Trampas de software y suscripción
La aplicación Coolfly es funcional pero carece del refinamiento de líderes de la industria como Birdbuddy. Si bien presenta una fuente social e íconos útiles de identificación de aves en el álbum de fotos, adolece de dos problemas principales:
1. Notificaciones intrusivas: La aplicación envía alertas de marketing frecuentes, que pueden solicitar a los usuarios que desactiven todas las notificaciones, lo que les hace perderse las alertas de actividad de las aves.
2. Costos ocultos: Si bien la identificación básica con IA es gratuita, la afirmación de que “no hay suscripción” es algo engañosa. Para acceder a funciones esenciales como videoclips más largos (hasta 60 segundos), almacenamiento extendido en la nube o uso compartido en redes sociales, los usuarios deben pagar una tarifa anual que oscila entre $60 y $106.

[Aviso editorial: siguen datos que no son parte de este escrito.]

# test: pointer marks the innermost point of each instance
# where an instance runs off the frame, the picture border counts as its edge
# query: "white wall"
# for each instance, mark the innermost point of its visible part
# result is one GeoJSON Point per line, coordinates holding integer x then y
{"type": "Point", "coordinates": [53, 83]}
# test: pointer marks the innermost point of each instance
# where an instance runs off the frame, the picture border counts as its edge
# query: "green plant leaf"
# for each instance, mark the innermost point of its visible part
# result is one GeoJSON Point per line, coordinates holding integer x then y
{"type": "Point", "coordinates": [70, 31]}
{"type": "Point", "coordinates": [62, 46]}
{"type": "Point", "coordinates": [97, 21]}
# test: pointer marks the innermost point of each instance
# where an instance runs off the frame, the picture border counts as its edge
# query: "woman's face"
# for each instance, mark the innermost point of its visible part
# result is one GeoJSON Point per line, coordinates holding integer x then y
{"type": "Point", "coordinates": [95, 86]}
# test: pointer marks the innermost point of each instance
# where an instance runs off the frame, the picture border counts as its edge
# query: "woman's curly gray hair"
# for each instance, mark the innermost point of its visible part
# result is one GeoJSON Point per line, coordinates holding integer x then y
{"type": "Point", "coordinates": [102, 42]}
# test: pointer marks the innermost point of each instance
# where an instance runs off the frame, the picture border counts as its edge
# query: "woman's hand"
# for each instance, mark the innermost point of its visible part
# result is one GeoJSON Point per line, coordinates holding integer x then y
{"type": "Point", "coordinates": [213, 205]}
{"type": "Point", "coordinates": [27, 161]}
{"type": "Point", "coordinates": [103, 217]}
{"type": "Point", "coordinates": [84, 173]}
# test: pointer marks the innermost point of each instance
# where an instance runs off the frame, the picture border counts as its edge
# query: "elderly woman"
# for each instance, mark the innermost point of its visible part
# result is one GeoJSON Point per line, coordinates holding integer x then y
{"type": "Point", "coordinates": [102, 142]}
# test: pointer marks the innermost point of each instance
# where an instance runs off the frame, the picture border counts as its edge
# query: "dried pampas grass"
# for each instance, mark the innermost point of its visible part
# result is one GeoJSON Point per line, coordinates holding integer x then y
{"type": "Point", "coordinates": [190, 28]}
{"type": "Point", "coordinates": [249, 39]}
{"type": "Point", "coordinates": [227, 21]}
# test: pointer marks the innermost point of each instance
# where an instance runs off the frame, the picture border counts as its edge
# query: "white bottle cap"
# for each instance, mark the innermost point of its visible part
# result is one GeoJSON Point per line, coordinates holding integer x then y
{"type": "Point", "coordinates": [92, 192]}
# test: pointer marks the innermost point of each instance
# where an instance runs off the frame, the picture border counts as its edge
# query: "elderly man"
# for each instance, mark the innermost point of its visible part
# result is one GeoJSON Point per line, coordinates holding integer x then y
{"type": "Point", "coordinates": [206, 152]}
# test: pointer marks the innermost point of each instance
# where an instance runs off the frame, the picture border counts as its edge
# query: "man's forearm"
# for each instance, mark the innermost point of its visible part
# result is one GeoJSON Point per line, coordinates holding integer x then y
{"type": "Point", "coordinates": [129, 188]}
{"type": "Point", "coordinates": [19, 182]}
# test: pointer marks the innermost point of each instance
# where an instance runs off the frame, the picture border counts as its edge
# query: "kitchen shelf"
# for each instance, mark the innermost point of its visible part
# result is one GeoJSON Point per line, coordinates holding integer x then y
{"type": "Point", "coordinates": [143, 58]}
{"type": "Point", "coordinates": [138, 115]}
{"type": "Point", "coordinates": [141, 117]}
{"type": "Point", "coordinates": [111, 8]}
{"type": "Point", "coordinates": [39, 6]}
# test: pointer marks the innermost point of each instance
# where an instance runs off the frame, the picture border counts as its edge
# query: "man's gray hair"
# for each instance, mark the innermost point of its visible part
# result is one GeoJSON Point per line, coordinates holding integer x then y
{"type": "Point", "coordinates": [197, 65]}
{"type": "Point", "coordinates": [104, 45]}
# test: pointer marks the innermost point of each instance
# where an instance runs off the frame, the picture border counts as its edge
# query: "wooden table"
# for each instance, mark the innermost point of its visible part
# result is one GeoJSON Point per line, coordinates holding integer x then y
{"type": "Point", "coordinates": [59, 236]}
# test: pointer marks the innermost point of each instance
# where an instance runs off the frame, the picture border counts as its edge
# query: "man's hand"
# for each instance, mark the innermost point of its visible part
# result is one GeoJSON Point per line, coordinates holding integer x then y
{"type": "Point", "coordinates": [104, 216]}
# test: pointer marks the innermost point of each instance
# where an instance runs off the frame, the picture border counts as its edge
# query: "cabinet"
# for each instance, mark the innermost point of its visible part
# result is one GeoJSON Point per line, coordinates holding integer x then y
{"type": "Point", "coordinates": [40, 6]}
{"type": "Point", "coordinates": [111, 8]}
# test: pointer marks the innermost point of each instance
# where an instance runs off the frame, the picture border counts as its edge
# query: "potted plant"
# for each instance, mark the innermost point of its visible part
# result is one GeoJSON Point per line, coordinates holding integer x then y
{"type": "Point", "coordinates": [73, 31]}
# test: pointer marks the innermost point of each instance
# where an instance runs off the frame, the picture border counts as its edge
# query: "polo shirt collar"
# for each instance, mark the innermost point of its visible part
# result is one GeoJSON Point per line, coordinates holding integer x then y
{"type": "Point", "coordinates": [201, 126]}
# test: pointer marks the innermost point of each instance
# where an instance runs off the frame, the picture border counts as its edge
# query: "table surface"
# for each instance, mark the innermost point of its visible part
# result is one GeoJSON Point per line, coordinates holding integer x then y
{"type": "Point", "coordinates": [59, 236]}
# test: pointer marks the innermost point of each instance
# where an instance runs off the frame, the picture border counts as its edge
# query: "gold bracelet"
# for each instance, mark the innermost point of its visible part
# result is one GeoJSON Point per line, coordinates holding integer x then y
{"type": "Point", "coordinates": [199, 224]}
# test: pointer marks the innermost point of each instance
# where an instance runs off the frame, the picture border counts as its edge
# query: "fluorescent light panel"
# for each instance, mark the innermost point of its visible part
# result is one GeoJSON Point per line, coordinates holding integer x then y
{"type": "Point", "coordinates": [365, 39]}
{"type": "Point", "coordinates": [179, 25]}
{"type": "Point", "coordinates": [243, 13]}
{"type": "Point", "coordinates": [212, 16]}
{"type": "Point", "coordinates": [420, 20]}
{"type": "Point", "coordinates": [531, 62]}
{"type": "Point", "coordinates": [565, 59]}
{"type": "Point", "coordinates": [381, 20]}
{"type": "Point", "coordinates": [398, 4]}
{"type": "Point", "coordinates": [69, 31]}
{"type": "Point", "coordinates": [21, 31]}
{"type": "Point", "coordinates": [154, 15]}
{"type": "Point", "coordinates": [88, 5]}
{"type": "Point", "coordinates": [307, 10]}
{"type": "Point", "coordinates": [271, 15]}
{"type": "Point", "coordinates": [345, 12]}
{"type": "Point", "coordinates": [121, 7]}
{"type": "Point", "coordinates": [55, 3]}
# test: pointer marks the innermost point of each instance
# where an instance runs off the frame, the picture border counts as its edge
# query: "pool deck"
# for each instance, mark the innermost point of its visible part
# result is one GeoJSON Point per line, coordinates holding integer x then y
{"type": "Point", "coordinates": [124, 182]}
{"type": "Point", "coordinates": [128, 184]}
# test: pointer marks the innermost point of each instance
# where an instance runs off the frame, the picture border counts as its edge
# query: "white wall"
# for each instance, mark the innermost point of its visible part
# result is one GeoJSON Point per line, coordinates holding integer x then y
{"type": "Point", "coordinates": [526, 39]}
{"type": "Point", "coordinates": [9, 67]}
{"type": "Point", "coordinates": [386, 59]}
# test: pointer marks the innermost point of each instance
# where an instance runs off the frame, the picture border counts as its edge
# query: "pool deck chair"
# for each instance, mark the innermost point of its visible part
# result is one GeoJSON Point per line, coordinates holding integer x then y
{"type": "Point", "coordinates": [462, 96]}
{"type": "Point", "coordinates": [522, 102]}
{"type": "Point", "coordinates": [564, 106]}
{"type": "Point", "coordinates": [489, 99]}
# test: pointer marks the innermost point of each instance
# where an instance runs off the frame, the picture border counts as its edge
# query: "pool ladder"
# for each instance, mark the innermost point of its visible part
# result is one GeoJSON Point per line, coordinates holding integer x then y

Defectos funcionales: la tolva de semillas
El Aura cuenta con una tolva de semillas esférica de 1,8 litros exclusiva y extraíble diseñada para facilitar el llenado. Sin embargo, en la práctica, el diseño resulta problemático. Una guarda de metal destinada a proteger la bandeja de las ardillas en realidad obstruía el flujo de semillas y dificultaba que las aves más pequeñas, como los carboneros, alcanzaran la comida. En las pruebas, la protección tuvo que retirarse por completo para garantizar que las aves pudieran alimentarse de manera efectiva.
Veredicto final
Con un MSRP de $290, el Coolfly Aura es una recomendación difícil.
Si bien la cámara modular es una idea creativa, la pérdida de la funcionalidad de IA en el modo retrato y la engorrosa experiencia del usuario anulan sus beneficios. En un mercado donde los consumidores buscan confiabilidad y facilidad de uso, el Aura se siente como un dispositivo que intenta resolver un problema que no existe, a menudo a expensas de las funciones que realmente importan.
Conclusión: A menos que tenga una necesidad muy específica de un ángulo de cámara vertical, es mejor que invierta en marcas más establecidas que ofrezcan ópticas más nítidas y ecosistemas de software más pulidos.